Closed vortexdev closed 6 years ago
Might you want to standardize on the randomized PCA in scikit-learn, documented at http://scikit-learn.org/stable/modules/generated/sklearn.decomposition.PCA.html with svd_solver='randomized'? The modifications proposed in your pull request lead to funny behavior when the entries of the input matrices (A) are integers, with dtype='int64', for example. The implementation in scikit-learn should match the performance of fbpca in most cases, as detailed at https://github.com/scikit-learn/scikit-learn/pull/5141
Hi Mark,
We don't have issues with performance, we are just trying to reduce memory usage (to use cheaper instances).
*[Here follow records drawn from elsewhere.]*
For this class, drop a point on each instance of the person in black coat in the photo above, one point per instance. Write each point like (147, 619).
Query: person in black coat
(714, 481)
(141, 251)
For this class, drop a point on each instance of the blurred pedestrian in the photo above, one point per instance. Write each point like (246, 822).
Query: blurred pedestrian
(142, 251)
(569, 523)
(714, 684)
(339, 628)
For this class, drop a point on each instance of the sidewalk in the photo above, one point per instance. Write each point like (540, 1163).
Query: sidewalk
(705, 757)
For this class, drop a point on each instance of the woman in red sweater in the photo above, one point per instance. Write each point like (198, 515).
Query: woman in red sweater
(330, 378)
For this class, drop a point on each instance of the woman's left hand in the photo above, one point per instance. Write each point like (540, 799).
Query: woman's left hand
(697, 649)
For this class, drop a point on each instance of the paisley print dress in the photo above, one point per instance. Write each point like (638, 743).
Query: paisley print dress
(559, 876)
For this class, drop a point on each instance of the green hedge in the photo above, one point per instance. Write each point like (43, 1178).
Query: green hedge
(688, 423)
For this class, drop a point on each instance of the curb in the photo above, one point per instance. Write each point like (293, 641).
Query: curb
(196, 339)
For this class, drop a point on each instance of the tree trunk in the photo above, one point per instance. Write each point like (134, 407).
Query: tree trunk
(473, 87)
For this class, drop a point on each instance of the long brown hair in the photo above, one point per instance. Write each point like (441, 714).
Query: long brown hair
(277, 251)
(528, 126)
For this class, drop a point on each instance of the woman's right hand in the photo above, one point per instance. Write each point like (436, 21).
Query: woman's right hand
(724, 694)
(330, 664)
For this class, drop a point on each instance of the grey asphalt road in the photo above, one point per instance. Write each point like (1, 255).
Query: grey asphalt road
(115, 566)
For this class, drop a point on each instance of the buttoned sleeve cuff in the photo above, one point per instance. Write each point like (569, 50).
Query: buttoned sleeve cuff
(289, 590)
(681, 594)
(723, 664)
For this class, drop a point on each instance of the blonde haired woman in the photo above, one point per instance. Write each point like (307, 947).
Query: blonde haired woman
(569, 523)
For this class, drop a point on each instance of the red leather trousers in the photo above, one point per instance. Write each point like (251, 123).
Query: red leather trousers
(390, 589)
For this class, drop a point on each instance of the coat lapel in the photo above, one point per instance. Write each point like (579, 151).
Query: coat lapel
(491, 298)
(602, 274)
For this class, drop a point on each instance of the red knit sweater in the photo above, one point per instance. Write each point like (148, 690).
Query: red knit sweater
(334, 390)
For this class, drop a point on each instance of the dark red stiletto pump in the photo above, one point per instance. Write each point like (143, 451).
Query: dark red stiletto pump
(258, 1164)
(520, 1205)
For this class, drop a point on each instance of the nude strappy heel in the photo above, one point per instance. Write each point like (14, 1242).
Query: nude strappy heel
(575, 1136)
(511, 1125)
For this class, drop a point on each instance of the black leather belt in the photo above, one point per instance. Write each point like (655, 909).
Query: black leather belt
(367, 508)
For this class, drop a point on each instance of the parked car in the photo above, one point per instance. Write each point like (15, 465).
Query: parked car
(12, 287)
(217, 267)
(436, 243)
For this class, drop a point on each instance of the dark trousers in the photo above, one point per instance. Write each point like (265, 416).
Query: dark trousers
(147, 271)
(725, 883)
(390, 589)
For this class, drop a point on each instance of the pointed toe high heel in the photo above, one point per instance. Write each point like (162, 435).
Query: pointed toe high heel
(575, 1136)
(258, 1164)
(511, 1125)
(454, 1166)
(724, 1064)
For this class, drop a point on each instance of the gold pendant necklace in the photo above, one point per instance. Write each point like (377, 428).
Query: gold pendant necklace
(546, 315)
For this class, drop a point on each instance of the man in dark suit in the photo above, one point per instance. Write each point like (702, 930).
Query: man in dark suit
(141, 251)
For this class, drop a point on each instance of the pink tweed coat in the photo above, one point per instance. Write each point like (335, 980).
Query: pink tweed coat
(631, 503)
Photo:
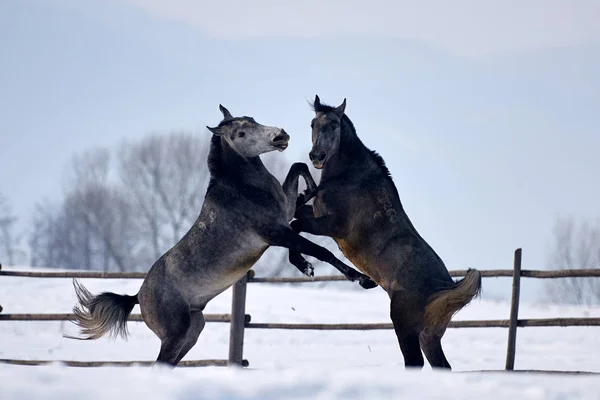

Yes, we tried sklearn PCA before fbpca, but looks like it also has issues with memory consumption on transformation step (even with copy=False and fit_transform). Sklearn (scikit-learn==0.19.1) implementation uses ~2*size(dataset) memory, while fbpca uses ~size(dataset). Perhaps this is a known issue or the expected behaviour? (maybe you can advise something)
But, you are right about the use-case with int64, I have to fix that... Thanks.
Thank you.
You make a very interesting point! The memory usage could be a legitimate issue to raise with the scikit-learn team? I worry a bit about a proliferation of implementations, and was hoping that sklearn could be the standard (but perhaps that is a forlorn hope?).
We have tight deadlines for our project, so we decided to use fbpca with our fix...
But I think it makes sense to raise an issue for scikit-learn project. I will perform more tests and will back to this topic to create a github issue for scikit-learn team.
Hi Mark,
I've updated PR. What do you think about this solution?
FYI: I've created the issue for scikit-learn project: https://github.com/scikit-learn/scikit-learn/issues/11102.
Thanks for your improvements! We incorporated the gist of your propositions in the new version.
Some numpy functions like "numpy.random.uniform" and "numpy.ones" use float64 by default. If float32 matrix is specified for PCA, then numpy operations between float32 and float64 matrices create additional matrices which dramatically increase RAM usage.
Float32 allows to fit into memory much bigger matrices, and float32 precision is enough for many use-cases.